An example expression: ((print == MIB) >> (color == Black));
Our expression structure is built up so that everything is an expression with a recursive structure (Expression = expression operator expression): ((print == MIB) >> (color == Black)); (print == MIB) (color == Black) print MIB color Black
Additionally, from this list, each variable is also an expression (print, MIB, ...)
I guess that some regexp magic would be some great tool here, but I can't seem to figure out the correct approach, and thus need some starter help.
Any idea of how to approach this? Programming language shouldn't matter, since it anyway would be some recursive structure to dig down the structure, but for reference I can say that I'm using C#.
On 26/5/2006, at 11:19, Geir-Tore Lindsve wrote:
[...] I'm trying to figure out a way to parse a string with an expression, so that I can filter out subexpressions to build up a structure of expression objects.
If I understand correctly, this is not a task for regular expressions.
Regular expressions are for parsing “flat” syntax, i.e. w/o recursive constructs. As soon as recursion enters the picture, you need a real parser [1].

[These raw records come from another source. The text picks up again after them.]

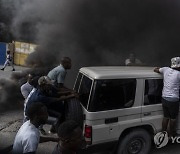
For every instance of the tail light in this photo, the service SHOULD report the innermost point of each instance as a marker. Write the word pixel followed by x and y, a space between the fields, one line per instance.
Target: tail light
pixel 88 134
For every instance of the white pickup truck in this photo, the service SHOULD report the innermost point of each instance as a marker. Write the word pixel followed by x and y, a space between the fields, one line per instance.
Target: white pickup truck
pixel 121 106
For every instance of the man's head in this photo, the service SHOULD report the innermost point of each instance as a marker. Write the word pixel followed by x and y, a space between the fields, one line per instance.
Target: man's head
pixel 71 137
pixel 44 83
pixel 66 62
pixel 37 112
pixel 175 63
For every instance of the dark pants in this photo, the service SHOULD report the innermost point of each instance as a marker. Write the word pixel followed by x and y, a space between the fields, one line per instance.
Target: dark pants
pixel 170 109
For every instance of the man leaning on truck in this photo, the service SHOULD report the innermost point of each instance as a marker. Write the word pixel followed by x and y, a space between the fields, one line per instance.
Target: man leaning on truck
pixel 170 95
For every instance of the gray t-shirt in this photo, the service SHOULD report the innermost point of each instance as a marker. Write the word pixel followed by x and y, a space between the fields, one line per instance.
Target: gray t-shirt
pixel 27 139
pixel 171 82
pixel 57 74
pixel 26 89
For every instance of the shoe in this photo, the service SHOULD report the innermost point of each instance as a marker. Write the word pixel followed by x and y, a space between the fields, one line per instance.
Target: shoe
pixel 42 131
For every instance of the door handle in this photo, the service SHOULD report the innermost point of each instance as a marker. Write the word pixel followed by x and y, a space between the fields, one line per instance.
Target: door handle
pixel 111 120
pixel 147 114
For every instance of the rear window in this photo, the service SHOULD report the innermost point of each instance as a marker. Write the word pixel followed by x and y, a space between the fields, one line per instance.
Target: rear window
pixel 84 89
pixel 112 94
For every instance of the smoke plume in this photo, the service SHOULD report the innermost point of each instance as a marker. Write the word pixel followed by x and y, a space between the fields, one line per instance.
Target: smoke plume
pixel 100 32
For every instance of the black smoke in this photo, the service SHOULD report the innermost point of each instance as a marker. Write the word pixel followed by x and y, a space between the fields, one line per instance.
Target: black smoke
pixel 10 95
pixel 101 32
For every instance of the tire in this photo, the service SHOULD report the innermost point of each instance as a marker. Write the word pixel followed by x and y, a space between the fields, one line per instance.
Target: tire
pixel 137 141
pixel 73 111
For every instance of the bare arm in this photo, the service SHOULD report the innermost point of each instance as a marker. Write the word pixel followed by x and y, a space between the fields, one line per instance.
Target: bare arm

Such parser is fairly simple to write, but I personally have grown rather attached to ANTLR for generating parsers. In TextMate snippets, scope selectors, my plist derivative (in the bundle editor), and format strings (for regexp replacements) are all parsed using an ANTLR generated parser -- I did write some of them by hand initially, but if there is the slightest chance the grammar needs to be extended in the future, it’s not worth it -- also, when first you have learned to use a parser tool, creating a new parser is fairly trivial.